Of course, that brought a spiritual experience to the individual; and Gentiles later came to participate fully in its blessings - but there was first and foremost a fulfilment in Israel of promises which God had spoken about Israel. That is the basis for the Apostles' claim - the Gospel! And we lose that if we make it future or if we spiritualise it all.

An objection to my understanding of it, might be that some of the details in the prophecies about Israel don't appear to have come to pass in Israel. Granted, and the Apostles had to deal with that question. But how did they deal with it - by relegating fulfilment to the future? No. By spiritualising the identities in prophecy? No. The Apostles dealt with that by explaining that even the prophets forewarned that only a remnant of Jews would believe.

An important part of the Apostles' message was also that Messiah's coming was to be a two-phase thing. The Gospel is a single scheme, but in two phases. Messiah's first coming, and His second coming. Some major themes of Old Testament prophecy are yet to be fulfilled at His second coming, according to the Apostles' message. Things like the resurrection, judgment and new heavens and earth. But Israel's salvation-scheme was not something that has been delayed until then - it had come! And then Gentiles were grafted into it too.

Some details in Old Testament prophecy also described vision, and were written in the apocalyptic genre, not in straight-prose.

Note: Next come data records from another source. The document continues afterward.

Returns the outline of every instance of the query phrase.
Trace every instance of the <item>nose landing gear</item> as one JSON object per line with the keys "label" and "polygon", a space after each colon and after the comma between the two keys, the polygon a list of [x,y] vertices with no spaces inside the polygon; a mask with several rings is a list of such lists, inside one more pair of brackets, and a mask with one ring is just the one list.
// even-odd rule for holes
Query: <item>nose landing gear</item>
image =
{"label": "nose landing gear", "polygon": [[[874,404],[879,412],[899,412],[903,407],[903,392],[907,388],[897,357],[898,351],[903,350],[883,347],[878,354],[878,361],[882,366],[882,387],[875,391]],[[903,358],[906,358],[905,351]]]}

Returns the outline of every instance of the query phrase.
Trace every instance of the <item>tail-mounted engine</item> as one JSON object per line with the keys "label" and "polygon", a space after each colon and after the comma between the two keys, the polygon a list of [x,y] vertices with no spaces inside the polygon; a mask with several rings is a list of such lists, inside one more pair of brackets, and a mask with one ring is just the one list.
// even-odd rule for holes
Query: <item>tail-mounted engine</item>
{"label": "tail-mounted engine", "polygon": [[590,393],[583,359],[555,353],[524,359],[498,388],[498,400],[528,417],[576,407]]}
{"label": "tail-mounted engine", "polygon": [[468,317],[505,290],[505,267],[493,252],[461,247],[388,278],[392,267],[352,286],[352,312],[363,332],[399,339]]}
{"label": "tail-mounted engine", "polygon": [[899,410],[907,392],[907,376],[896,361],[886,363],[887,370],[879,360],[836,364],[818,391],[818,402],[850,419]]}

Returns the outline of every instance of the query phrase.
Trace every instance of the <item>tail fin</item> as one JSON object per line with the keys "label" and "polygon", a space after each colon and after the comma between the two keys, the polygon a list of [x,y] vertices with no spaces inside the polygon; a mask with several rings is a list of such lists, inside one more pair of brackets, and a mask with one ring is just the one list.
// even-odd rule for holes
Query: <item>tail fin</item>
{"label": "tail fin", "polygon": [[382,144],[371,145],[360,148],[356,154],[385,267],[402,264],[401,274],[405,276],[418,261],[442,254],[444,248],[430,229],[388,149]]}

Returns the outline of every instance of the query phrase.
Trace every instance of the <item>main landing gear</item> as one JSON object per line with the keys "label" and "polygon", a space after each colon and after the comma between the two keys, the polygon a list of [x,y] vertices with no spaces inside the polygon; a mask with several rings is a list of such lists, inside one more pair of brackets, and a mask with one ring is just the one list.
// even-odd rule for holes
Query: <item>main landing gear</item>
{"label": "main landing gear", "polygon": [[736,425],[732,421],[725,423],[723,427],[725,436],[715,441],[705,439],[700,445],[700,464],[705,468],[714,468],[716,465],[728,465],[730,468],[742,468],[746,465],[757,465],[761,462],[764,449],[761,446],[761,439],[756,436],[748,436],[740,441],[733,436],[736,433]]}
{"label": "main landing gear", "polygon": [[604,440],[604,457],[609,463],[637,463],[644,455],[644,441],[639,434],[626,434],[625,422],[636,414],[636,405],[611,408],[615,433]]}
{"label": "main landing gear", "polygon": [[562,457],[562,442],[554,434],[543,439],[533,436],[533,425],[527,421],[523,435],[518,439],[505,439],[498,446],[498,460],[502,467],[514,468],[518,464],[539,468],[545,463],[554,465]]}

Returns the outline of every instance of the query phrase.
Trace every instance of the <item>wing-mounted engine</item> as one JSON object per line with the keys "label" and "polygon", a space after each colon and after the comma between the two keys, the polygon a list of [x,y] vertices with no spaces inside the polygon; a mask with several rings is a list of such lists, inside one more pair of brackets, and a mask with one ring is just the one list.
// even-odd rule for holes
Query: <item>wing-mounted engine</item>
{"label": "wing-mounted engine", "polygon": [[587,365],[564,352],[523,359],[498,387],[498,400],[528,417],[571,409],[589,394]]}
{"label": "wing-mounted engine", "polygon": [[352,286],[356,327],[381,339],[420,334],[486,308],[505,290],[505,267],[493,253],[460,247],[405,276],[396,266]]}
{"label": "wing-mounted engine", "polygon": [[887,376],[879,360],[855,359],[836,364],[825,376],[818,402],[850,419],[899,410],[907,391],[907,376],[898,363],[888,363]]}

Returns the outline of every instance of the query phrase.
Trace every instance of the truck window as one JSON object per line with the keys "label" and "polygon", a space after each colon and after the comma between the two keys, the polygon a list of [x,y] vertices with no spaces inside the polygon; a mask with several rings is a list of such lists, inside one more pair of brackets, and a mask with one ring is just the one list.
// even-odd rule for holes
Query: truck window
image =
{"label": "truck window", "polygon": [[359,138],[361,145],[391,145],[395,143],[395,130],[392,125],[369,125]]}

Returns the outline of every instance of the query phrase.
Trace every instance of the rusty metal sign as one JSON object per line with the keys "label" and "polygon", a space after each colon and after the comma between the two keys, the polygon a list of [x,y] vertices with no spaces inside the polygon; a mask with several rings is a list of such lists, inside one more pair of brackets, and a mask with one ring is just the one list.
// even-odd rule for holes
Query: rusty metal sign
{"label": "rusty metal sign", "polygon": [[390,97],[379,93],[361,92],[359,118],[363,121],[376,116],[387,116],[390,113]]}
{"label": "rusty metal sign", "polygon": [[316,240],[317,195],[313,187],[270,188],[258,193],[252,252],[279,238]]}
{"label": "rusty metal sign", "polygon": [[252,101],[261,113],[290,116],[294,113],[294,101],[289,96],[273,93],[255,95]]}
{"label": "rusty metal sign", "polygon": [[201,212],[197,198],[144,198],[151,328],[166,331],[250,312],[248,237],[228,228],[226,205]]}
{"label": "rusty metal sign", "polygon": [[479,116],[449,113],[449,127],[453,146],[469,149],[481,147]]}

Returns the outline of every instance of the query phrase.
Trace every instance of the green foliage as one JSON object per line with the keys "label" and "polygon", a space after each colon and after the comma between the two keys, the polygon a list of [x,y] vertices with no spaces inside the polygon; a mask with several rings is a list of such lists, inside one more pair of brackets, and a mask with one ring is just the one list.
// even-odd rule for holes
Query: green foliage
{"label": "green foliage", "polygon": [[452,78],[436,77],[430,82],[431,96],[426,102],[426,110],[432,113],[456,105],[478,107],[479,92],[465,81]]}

But other parts were written plainly. For example, Ezekiel's vision of the valley of dry bones coming to life; and perhaps some of the dimensions of the temple he saw, and the river that flowed from its door - these might not all have been meant literally. Even the Jews might have understood that. Yet Ezekiel's contemporaries were told to act on the inspiration provided by the visions. They couldn't have been expected to act on it if it is all still future.

An interpretive key which I apply to Old Testament prophecies is that any prophecy which was about Levitical-style worship being carried out, must have been fulfilled while the Old Covenant still stood - because God isn't into returning to the shadow. That's applying a New Testament key to unlock the door of Old Testament prophecy. That helps rightly divide the details in a prophecy between what is now past, what is present and what is still future. The best aid to rightly dividing the word is New Testament theology - found in the sermons in Acts, in the Epistles, based on the history found in the Gospels.

So, I think the story of Israel, their captivity, their restoration, grew naturally into the story of their Messiah, and into the story of the Church which at first was all-Jewish and then later came to include Gentile members. The story of Israel and the story of the Church are not two separate stories, not two separate spiritual identities, not two separate ways to salvation.

The story of the Church was told by the Apostles as the apex of the story of Israel. It was at its inception an all-Jewish story. Only afterwards did Gentiles become part of it. Now it's a unified story, fulfilling prophecy and promise, as God always intended to do. It's a scheme which takes nothing away from any people or nationality - it only adds to them!

One Lord. One faith. One Messiah. One people of the Messiah. We are in Him. The Church. His body.